The $3.9 million settlement covers claims that Ethicon misrepresented the safety and effectiveness of its surgical mesh products, and that DePuy deceptively and unlawfully marketed, promoted and sold certain models of metal-on-metal hip replacement systems. J&J and its subsidiaries denied the allegations.
Dive Brief:
- West Virginia Attorney General Patrick Morrisey is suing Johnson & Johnson and subsidiary Ethicon for "unlawful, unfair and deceptive" marketing of surgical mesh products for pelvic organ prolapse and stress urinary incontinence per a complaint filed Wednesday in the circuit court of Monongalia County.
- Morrisey, on behalf of West Virginia, is seeking civil penalties and a permanent injunction to keep the companies from "marketing, advertising, promoting, offering for sale, distributing or selling" their surgical mesh products in the state. The complaint notes that the companies stopped selling transvaginal mesh products for POP in 2013. Earlier this year, the few remaining manufacturers with PMAs for transvaginal meshes indicated for POP were required by FDA to cease sale and distribution of the products immediately due to safety concerns.
- An Ethicon spokesperson said the company "intends to defend vigorously against the claims asserted by the State."
Dive Insight:
West Virginia's suit follows Washington's settlement with Johnson & Johnson in April for $9.9 million. A trial between the state of California and Johnson & Johnson began in July.
Similar complaints were made against J&J and Ethicon by Kentucky in August 2016 and by Mississippi in October 2017, according to the company's quarterly U.S. Securities and Exchange Commission document filed July 29. The filing also said the trial date for the Kentucky case was scheduled for this September but has been adjourned without a new trial date being set. It also said the companies "have entered into a new tolling agreement with the remaining 43 states and the District of Columbia."
Tolling agreements waive the right to seek a lawsuit's dismissal based on the expiration of the statute of limitations.
The mesh products in question were designed for individuals with pelvic organ prolapse and stress urinary incontinence, conditions caused by weakened or damaged muscles and tissues in the pelvic floor area.

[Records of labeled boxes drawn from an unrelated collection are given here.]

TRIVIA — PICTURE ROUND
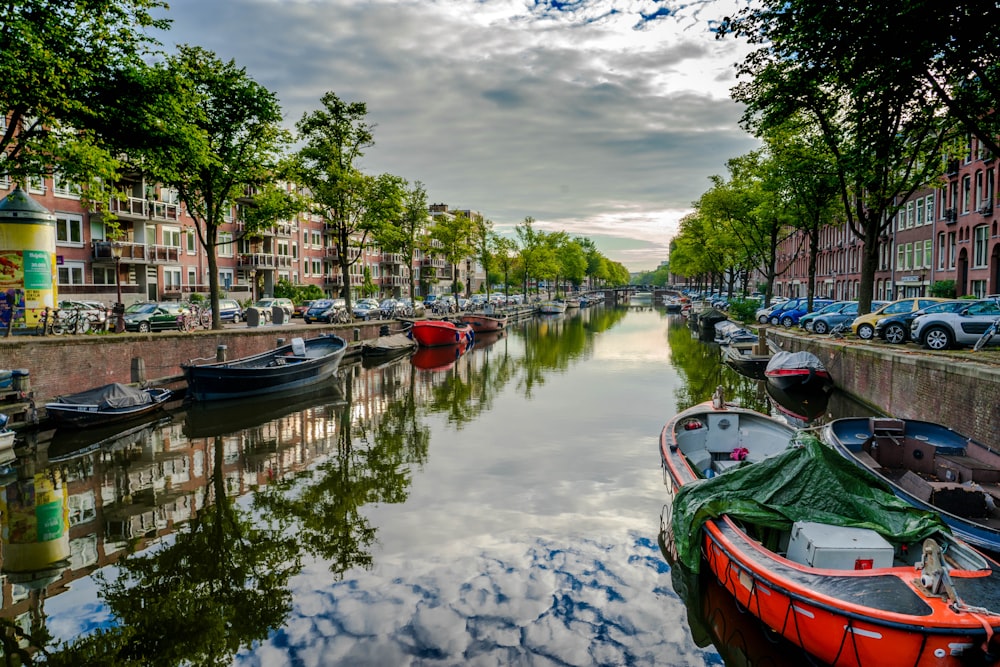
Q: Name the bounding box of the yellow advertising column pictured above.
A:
[0,187,58,328]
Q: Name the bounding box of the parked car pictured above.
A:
[812,301,885,335]
[851,296,947,340]
[875,299,969,345]
[767,298,806,326]
[799,301,851,331]
[125,301,188,333]
[910,299,1000,350]
[250,297,295,322]
[219,299,243,324]
[779,299,833,329]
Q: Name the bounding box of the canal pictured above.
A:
[0,306,872,666]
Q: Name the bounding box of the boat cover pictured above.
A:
[765,350,826,373]
[671,433,951,572]
[57,382,153,410]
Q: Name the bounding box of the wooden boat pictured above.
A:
[660,394,1000,667]
[538,301,566,315]
[722,339,781,380]
[45,382,173,428]
[764,350,833,393]
[823,417,1000,553]
[410,320,475,347]
[459,312,507,335]
[181,335,347,401]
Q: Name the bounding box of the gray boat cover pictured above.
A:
[765,350,826,373]
[57,382,153,410]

Over the years, J&J's products and similar ones from other manufacturers have been the subject of adverse event reports describing erosion or exposure of the devices, in some cases leading to pain, scarring, infection and other complications. The complaint said mesh removal is the only treatment option for most continuing mesh complications and more than 30% of women require more than one surgery to deal with complications.

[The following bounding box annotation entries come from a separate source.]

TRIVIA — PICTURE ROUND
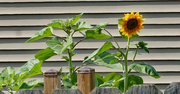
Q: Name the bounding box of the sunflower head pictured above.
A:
[119,12,145,38]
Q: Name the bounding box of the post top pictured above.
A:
[43,69,60,76]
[77,66,95,73]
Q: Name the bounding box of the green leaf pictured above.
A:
[19,79,42,89]
[97,22,109,28]
[71,85,78,89]
[118,19,139,40]
[11,59,42,91]
[83,41,113,63]
[35,47,56,61]
[112,75,143,93]
[26,27,54,43]
[69,13,83,25]
[74,22,93,31]
[47,20,65,29]
[128,51,141,55]
[85,30,111,39]
[62,36,73,52]
[99,80,113,87]
[71,73,77,85]
[46,38,64,55]
[129,62,161,78]
[104,72,123,82]
[95,73,104,87]
[61,56,69,61]
[46,36,73,55]
[143,47,149,53]
[62,78,73,89]
[93,52,122,70]
[1,67,15,84]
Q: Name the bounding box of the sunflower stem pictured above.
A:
[104,29,125,56]
[128,46,139,73]
[124,38,130,94]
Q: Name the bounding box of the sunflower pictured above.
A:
[119,12,145,38]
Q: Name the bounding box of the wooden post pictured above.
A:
[126,85,163,94]
[77,67,95,94]
[44,69,61,94]
[90,87,122,94]
[52,89,83,94]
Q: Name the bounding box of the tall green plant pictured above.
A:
[84,12,160,94]
[26,14,110,88]
[0,59,44,94]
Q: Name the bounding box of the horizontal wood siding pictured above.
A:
[0,0,180,90]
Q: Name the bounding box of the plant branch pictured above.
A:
[104,29,124,55]
[128,46,139,73]
[73,63,93,73]
[54,35,66,41]
[124,38,130,94]
[72,38,86,49]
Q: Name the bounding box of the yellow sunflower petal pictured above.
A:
[119,12,145,38]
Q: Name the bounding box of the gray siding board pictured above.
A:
[0,0,180,90]
[0,37,180,50]
[0,0,178,3]
[0,49,180,62]
[0,25,180,38]
[0,2,180,14]
[0,13,180,26]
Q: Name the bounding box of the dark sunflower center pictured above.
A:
[127,19,138,30]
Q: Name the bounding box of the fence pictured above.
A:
[0,67,180,94]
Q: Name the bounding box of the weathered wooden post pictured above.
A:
[90,87,122,94]
[77,67,95,94]
[126,85,163,94]
[44,69,61,94]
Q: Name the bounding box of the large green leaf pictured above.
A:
[74,22,93,31]
[62,36,73,52]
[11,59,42,91]
[83,41,113,62]
[95,73,104,86]
[112,75,143,92]
[118,19,139,40]
[47,20,65,29]
[69,13,83,25]
[46,38,64,55]
[129,62,161,78]
[19,79,41,89]
[1,67,15,84]
[14,59,42,81]
[26,27,54,43]
[35,47,56,61]
[97,22,109,28]
[92,52,122,70]
[85,30,111,39]
[104,72,123,82]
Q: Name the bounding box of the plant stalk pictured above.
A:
[104,29,124,55]
[68,49,73,80]
[124,38,130,94]
[128,46,139,73]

Among West Virginia's allegations are that J&J misrepresented some of the devices as FDA-approved when, in fact, they were cleared through the less rigorous 510(k) premarket pathway. The complaint also alleges the defendants concealed or omitted material facts as to the full range of complications associated with their pelvic mesh products in advertising, practice aids and instructions for use.
Johnson & Johnson said it will defend itself against the claims.
"Ethicon’s pelvic mesh surgical devices have helped millions of women around the world — including in West Virginia," the company said in a statement shared with MedTech Dive by Ethicon spokesperson Mindy Tinsley. "Ethicon acted appropriately and responsibly in the research, development and marketing of its pelvic mesh products."
As of June 30 there were 24,800 plaintiffs with direct claims in pending lawsuits with respect to J&J pelvic meshes, the company disclosed in an SEC filing.
J&J was one of many manufacturers that got out of the pelvic mesh business after FDA opted in 2012 to require any manufacturer of urogynecologic surgical mesh for POP to carry out postmarket surveillance studies, or '522s.' In total, 34 companies received 522 orders, and by April of this year, when the agency ordered remaining products in the category off the market, only Boston Scientific and Coloplast were affected.